Now this has been a long description of learning Spanish at which I am good at writing but still learning about talking. I have never been discouraged. I have always enjoyed the process. About ten years ago I even matriculated as a freshman in the University of Zacatecas in its College of Literature and spent a year with them just to see if I had trouble either reading required texts, listening to lectures, understanding, speaking or participating in group projects. No trouble at all with anything, and a qualification of a 10 (A) for the year, I dropped out. One of my volunteer projects was the reading of Herodotus' History of the world in a Spanish Text. A 10 on this one too.
I have enjoyed every minute of my life here in Mexico. I can not only survive in Spanish but I can discuss politics, culture, customs, legalities, or whatever else might be necessary.

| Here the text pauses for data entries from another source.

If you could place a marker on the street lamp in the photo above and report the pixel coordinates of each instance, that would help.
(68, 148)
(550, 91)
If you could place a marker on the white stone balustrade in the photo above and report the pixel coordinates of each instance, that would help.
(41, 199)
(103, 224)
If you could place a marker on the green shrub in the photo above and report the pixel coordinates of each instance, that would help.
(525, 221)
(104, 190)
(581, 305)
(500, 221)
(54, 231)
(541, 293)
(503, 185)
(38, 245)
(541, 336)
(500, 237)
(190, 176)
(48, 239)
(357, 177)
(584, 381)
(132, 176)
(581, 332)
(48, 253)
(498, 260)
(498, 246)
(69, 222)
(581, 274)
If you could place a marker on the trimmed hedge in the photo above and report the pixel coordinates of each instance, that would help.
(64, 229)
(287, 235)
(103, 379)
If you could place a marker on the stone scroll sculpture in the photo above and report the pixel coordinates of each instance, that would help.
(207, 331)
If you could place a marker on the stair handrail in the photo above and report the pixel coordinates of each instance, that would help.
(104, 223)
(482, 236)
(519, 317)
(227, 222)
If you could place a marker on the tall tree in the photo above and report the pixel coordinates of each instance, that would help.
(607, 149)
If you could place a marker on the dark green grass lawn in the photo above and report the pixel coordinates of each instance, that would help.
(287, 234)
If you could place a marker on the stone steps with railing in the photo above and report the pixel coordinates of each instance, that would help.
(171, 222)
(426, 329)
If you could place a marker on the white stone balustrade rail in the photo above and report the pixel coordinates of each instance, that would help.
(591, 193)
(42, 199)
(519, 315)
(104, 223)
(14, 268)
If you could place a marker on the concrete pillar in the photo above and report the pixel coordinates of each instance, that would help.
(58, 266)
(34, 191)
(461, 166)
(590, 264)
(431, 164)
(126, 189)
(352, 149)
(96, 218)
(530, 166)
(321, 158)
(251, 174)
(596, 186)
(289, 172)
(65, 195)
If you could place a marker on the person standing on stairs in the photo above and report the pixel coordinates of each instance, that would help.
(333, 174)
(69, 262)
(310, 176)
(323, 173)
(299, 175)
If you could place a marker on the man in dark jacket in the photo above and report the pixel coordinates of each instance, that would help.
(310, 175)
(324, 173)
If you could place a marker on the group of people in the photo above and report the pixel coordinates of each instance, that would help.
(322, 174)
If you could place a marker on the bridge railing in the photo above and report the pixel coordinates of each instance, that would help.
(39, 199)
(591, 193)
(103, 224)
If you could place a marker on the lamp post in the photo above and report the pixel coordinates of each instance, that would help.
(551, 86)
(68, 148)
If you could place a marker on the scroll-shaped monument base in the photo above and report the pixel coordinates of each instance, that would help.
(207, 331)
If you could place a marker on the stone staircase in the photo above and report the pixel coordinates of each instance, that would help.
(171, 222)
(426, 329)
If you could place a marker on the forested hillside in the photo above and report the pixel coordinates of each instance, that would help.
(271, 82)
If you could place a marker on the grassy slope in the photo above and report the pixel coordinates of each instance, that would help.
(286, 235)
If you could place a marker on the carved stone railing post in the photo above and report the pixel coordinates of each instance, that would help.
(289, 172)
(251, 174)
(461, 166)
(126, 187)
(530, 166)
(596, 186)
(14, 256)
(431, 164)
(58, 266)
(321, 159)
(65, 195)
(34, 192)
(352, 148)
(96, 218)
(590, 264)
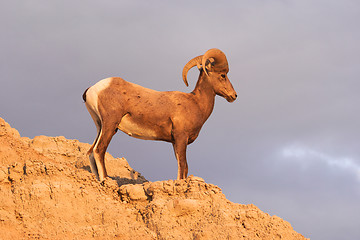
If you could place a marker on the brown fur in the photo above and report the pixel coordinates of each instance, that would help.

Am I fluent in Spanish? Clearly not so. Can I understand the special Mexican street language. Clearly not so. Do I want to? Clearly not so and not necessary. Any jokes that I don't understand (very few) can be explained to me in a few words. Can I read and understand Spanish Poetry. With great difficulty because poets tend to use words in very special ways and words and word forms that are often rarely used and seldom heard. Do I feel that I am missing something? Clearly not. Would I like to be more fluent? Clearly so.
We keep hearing the words Practice; Break down inhibitions; Make mistakes and then correct them; Participate. All true. It is all worth while.